Add BLAKE2 to checksum methods

Here you can propose new features, make suggestions etc.

Moderators: Hacker, petermad, Stefan2, white

User avatar
ghisler(Author)
Site Admin
Site Admin
Posts: 50383
Joined: 2003-02-04, 09:46 UTC
Location: Switzerland
Contact:

Re: Add BLAKE2 to checksum methods

Post by *ghisler(Author) »

I'm using the C code from their Github. It's well optimized with support for SSE, AVX2 etc. Although there seems to be a way to create DLLs with Rust, their code doesn't support it, so I would have to learn Rust first and then modify their code to get it working. There is no guarantee that it would be faster, the disk reading speed is probably the limiting factor.
Author of Total Commander
https://www.ghisler.com
lelik007
Member
Member
Posts: 173
Joined: 2021-04-20, 06:37 UTC

Re: Add BLAKE2 to checksum methods

Post by *lelik007 »

Thank you for the answer.
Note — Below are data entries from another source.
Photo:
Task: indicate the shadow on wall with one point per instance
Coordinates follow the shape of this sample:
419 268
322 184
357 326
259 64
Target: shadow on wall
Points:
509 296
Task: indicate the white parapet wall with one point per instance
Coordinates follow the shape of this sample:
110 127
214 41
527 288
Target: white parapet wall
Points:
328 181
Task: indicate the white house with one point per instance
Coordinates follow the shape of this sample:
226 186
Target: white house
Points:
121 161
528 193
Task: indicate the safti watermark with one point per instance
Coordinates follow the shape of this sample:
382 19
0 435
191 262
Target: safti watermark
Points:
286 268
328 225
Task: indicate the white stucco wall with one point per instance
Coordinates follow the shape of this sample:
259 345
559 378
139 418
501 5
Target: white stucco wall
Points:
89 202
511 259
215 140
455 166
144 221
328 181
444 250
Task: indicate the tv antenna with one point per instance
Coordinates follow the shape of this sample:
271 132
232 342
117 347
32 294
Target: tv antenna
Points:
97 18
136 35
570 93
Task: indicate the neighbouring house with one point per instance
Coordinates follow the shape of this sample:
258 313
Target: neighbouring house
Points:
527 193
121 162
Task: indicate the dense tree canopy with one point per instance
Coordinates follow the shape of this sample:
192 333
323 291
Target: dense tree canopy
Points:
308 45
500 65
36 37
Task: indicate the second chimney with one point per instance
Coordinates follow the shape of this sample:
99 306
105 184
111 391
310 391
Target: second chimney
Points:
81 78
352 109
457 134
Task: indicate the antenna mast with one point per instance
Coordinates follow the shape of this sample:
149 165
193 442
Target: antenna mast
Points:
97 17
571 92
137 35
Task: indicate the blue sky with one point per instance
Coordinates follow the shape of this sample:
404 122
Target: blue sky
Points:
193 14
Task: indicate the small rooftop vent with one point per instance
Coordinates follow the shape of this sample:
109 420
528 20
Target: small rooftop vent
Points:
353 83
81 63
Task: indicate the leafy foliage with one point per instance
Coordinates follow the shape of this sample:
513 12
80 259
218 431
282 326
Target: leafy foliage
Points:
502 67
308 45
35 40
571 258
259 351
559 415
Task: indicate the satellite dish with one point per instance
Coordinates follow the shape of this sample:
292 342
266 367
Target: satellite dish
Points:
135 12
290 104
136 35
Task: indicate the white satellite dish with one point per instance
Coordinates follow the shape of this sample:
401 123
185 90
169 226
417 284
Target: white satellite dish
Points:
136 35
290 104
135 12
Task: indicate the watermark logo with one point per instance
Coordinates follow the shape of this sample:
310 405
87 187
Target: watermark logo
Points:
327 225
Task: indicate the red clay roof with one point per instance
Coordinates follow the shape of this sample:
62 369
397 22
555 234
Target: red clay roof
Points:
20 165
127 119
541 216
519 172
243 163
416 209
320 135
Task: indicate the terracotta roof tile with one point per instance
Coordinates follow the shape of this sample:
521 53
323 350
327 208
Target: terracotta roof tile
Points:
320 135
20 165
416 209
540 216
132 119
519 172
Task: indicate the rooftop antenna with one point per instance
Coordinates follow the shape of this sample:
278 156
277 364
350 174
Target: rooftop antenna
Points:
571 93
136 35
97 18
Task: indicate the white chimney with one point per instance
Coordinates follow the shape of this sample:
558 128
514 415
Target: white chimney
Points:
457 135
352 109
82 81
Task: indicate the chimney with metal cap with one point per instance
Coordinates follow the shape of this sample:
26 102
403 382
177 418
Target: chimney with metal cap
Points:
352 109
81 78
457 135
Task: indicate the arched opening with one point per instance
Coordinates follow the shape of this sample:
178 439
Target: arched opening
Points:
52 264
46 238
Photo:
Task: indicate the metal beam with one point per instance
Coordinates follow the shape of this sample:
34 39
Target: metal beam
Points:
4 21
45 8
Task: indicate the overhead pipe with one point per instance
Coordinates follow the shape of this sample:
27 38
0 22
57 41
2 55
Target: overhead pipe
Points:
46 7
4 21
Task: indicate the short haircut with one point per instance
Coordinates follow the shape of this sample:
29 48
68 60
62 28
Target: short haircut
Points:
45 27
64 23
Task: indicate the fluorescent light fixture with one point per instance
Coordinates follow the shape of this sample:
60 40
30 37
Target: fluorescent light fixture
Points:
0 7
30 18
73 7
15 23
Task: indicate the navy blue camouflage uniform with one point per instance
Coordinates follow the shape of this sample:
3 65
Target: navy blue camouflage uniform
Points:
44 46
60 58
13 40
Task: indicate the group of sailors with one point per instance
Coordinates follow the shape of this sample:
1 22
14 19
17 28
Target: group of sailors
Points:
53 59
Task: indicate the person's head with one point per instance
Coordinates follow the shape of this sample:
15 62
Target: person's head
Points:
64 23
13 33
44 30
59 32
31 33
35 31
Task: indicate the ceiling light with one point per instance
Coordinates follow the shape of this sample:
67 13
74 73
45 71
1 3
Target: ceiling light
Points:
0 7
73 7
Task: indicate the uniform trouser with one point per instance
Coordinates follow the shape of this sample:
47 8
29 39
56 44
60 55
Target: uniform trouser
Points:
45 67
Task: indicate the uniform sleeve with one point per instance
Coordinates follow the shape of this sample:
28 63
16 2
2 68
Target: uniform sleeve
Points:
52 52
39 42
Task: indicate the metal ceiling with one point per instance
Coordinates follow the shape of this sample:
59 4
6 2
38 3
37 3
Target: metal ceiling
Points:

I know it's difficult to compile because multithreaded code is in Rust only and the official multithreaded С code doesn't exist.
But it's the fastest hash fuction for now in TC with all SIMD optimizations applied and I can't ask for more.
There is no guarantee that it would be faster, the disk reading speed is probably the limiting factor.
There will be a difference for a disk cache read or a RAM disk. But the thing is - I've never meet compiled Rust code in any software I've seen.
So there are not better BLAKE3 implementations yet.
lelik007
Member
Member
Posts: 173
Joined: 2021-04-20, 06:37 UTC

Re: Add BLAKE2 to checksum methods

Post by *lelik007 »

2ghisler(Author)
Christian, BTW, BLAKE3 Team seems to have multi-threaded BLAKE3 С Code in v1.7.0:
https://github.com/BLAKE3-team/BLAKE3/releases/tag/1.7.0
The C implementation has gained multithreading support, based on
Intel's oneTBB library. This works similarly to the Rayon-based
multithreading used in the Rust implementation. See c/README.md for
details.
During the next beta testing we could check it out.
User avatar
ghisler(Author)
Site Admin
Site Admin
Posts: 50383
Joined: 2003-02-04, 09:46 UTC
Location: Switzerland
Contact:

Re: Add BLAKE2 to checksum methods

Post by *ghisler(Author) »

(removed due to measurement error)
Author of Total Commander
https://www.ghisler.com
lelik007
Member
Member
Posts: 173
Joined: 2021-04-20, 06:37 UTC

Re: Add BLAKE2 to checksum methods

Post by *lelik007 »

2ghisler(Author)
6.5GB file on a 4 lane PCIe4.0 SSD (12.5s to 3.5s).
There's something weird in here. 6.5GB in 3.5s this should be even with a single thread, it's normal, 12.5s for 6.5GB is very slow.

And new dll is the same size, but for multi-threading BLAKE3 С Code uses oneTBB library by Intel,
BLAKE3 С Code didn't become parallel just by itself, it's more like an optional dependency they included:
https://github.com/BLAKE3-team/BLAKE3/blob/master/c/README.md#multithreading
oneTBB should be compiled separately or somehow included.
https://github.com/BLAKE3-team/BLAKE3/blob/master/c/README.md#cmake
BLAKE3_USE_TBB: Enable oneTBB parallelism (Requires a C++20 capable compiler)
But if it requires C++20 It's for the the modern systems only, as I think.
User avatar
ZoSTeR
Power Member
Power Member
Posts: 1049
Joined: 2004-07-29, 11:00 UTC

Re: Add BLAKE2 to checksum methods

Post by *ZoSTeR »

 
I didn't see any difference with the new blakex64 DLL.

System:
AMD Ryzen 7 9800X3D 8-Core Processor
32 GB DDR5-6400 (3200 MHz)
Samsung SSD 990 Pro 2TB PCIe Gen4 x4
Windows 11 Pro 24H2
TC 11.51 x64

Both took ca. 42 sec for a 125 GB compressed backup file.
CPU Load: ~12%
SSD Load: ~64%

125 GB/42 s = 2.98 GB/s
6.5 GB/12.5 s = 0.52 GB/s
6.5 GB/3.5 s = 1.86 GB/s

@ghisler: as lelik007 suggested, there seems to be something strange going on with your system or measurements...
Last edited by ZoSTeR on 2025-03-31, 20:10 UTC, edited 1 time in total.
lelik007
Member
Member
Posts: 173
Joined: 2021-04-20, 06:37 UTC

Re: Add BLAKE2 to checksum methods

Post by *lelik007 »

2ZoSTeR
There's nothing strange, what Christian gave just more modern single-threaded version, and yes,
6.5 GB/12.5 s = 0.52 GB/s is really weird, it's like the SIMDs are disabled.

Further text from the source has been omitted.